Tuesday, July 20, 2010
Mayte Martin for The New Flamenco
As a kid I had a book about world airline travel as it was in the late '40s-early '50s. "Breakfast in New York," it proclaimed excitedly, "dinner in Paris!" I was astounded. Today we can have breakfast in New York and be virtually anywhere at the same time, through the internet or vastly improved telecommunications networks. Or by listening to a CD.
Like this one today. Songwriter, singer, guitarist Mayte Martin could be sounding from your system right now, wherever you are. In fact she is sounding her music in my office as I write this. Her CD Al Cantar A Manuel (World Village 468087), that is. It's a collection of movingly wrought songs in an extended flamenco style, based on the texts of poems by Manuel Alcantara.

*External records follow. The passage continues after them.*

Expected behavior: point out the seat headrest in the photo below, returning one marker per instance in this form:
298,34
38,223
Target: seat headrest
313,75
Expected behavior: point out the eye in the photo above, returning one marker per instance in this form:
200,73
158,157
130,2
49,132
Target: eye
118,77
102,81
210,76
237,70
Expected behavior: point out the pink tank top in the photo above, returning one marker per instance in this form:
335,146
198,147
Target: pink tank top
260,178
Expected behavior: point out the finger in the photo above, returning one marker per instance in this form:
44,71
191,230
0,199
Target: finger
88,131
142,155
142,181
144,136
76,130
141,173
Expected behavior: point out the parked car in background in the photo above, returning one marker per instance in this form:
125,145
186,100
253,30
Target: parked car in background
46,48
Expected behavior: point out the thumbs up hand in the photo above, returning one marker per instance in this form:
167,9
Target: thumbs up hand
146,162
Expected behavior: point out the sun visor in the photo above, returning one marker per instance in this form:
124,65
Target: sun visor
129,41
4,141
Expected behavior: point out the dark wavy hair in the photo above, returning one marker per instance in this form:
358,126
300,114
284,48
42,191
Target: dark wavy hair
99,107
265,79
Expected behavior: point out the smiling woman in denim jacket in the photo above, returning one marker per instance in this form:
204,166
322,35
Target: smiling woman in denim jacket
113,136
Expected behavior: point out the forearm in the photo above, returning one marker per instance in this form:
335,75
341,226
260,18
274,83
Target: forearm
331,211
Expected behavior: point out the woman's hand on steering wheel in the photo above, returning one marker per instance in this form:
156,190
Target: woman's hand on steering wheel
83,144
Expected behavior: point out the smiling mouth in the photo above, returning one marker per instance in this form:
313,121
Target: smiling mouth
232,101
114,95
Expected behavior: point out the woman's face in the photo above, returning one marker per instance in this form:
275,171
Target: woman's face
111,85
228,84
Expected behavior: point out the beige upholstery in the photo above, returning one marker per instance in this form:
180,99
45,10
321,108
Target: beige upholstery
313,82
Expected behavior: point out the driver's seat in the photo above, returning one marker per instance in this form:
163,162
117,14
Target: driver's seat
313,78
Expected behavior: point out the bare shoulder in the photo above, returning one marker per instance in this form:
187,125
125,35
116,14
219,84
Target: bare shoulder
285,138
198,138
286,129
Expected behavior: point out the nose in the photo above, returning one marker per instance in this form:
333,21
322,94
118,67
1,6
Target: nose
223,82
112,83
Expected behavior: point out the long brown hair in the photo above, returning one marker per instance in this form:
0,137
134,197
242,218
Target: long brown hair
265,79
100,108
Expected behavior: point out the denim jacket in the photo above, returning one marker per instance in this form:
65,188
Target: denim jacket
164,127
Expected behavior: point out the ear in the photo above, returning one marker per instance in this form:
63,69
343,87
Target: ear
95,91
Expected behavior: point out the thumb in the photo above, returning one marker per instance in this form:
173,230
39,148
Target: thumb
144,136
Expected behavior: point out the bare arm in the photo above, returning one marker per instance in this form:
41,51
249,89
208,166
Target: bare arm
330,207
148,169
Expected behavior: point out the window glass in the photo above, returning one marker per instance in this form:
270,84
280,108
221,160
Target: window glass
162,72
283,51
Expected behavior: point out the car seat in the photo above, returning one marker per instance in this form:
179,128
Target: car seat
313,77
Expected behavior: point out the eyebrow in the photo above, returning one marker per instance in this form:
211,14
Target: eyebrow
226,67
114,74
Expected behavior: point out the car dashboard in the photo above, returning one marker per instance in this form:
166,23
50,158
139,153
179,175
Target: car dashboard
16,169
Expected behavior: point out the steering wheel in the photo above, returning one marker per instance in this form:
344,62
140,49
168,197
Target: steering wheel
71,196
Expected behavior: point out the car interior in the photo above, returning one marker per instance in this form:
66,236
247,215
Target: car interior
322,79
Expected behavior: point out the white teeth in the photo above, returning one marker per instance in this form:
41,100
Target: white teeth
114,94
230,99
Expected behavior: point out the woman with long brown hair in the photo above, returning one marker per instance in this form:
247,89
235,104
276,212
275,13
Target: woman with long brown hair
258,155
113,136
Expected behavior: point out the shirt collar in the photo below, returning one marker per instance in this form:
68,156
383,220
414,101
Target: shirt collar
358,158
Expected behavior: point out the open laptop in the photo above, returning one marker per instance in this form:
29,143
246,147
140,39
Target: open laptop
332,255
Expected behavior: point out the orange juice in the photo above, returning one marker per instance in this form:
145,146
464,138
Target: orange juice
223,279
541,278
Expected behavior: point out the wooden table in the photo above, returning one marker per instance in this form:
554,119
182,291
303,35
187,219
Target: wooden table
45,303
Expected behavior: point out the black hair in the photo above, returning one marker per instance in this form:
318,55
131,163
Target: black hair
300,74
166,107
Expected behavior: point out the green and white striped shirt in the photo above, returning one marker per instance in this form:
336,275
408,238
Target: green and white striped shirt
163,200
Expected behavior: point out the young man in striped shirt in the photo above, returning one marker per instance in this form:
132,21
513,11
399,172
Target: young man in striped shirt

It is something to hear. Mayte's voice has that dramatic projecting of traditional flamenco, but the song forms are more involved in their structure. The nylon-stringed Spanish guitars of Ms. Martin and Jose Luis Monton are ever-present, lovely, subtle, sonorous. Then there are further instrumental accompaniments by violin, doublebass and sometimes percussion. It's very well put-together.
Here we have music that is as astounding in its own way as that book of the wonders of air travel I read through endlessly as a kid. Only it's palpable, fully here to enjoy many times over.
What can one say? Martin's voice is superb, the songs quite memorable, the accompaniments lovely. It's a record I will come back to many times, I am sure.
Now this is the sort of music to make me proud of being a citizen of the world. If some alien race came down from the sky right now and wanted to know what the hell that noise was coming from the box on my desk, I'd be happy to explain that it was one of the activities that make humans special. Would they get it? I think they might, if they listened a little.